The case puzzled investigators for decades and went cold.
How DNA cracked the case
In 2016, Mirack's case was transferred to the District Attorney in Lancaster, Pennsylvania, and in time, they too ran out of leads and suspects. But they didn't want to give up hope.
At long last, a breakthrough came this year when the DA's office contracted with Parabon NanoLabs, a DNA technology company, to perform genetic testing on DNA samples collected from the crime scene in 1992. When the samples were first tested, they were put into a criminal database, but there was no match.
What Parabon does is use genetic geneology to compare DNA samples in massive public databases to find people with enough genetic similarity to be family members. The science was also used to catch the Golden State Killer and has solved many other cold cases recently, including one last week in which a WWII veteran was found to have stolen the identity of an 8-year-old and another just days ago in which DNA on a napkin helped solve the killing of a 12-year-old girl.
"Parabon was really our last shot, and little did we know at the time that it's turned out to be our best, and led us to today," Stedman told reporters.

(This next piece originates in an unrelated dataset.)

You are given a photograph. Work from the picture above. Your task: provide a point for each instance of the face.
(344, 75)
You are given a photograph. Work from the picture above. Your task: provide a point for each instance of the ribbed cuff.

Information from the DNA at the scene was uploaded into a database named GEDmatch, which can show the amount of shared DNA between two people, according to Steven Armentrout, president of Parabon NanoLabs.
Systems like GEDmatch are valuable because members of the public voluntarily send their DNA to the database, making it an important resource for genealogists to make inferences about family trees and suggest potential suspects to investigators.
The evidence from GEDmatch pointed to Rowe's family. From there, it didn't take long to narrow it down to Rowe.
Rowe, a DJ, owns a business called Freez Entertainment. According to the bio on his company's website, he "started as a break dancer in the early 80's then started DJing shortly after and soon became a popular house party DJ in the mid 80's." The website also says that "there are many DJ's who follow in the footsteps left by DJ Freez, however there is only one recognized leader in the Central PA area."
Even though Rowe had lived in Lancaster County for many years after Mirack's death, he was never on authorities' radar before DNA testing pointed to him, Stedman said.
Going undercover to track a suspect
Stedman said that although Parabon played a crucial role in finding a suspect for the case, their suggestion wasn't enough on its own. Investigators had to be sure it was Rowe.
To do that, officers from the Pennsylvania State Police went undercover at a school function in May where Rowe was playing music. The undercover officers observed him with gum and a water bottle and later collected them as samples.
The results were damning.
After comparing DNA found on the gum and bottle to samples taken from Mirack's body in 1992, the probability of the perpetrator being anyone except for Rowe was approximately one in 200 octillion from the Caucasian population, according to Stedman.
"An octillion is one thousand trillion, trillion," he said. "That's a number with 27 zeroes behind it."
There are only about 7.6 billion people on the planet. Investigators were convinced that after more than two decades of searching, they'd likely found their guy.
The next step: Understanding why
Stedman says that while this looks like the conclusion to Mirack's case, in some ways, it's really just the beginning.
"We've known about the brutal death of Christy Mirack, but the arrest is when it starts," he said. "We've got a long road ahead of us but we're going to do it together."
Although investigators now have a suspect for Mirack's death, they still don't understand why it happened. To continue the investigation, the District Attorney has turned to the public to ask if anyone has information about how Mirack and Rowe knew each other.
"This is by no means a closed investigation and we encourage people if there is anything that they know, that we would like to hear from them," Stedman said.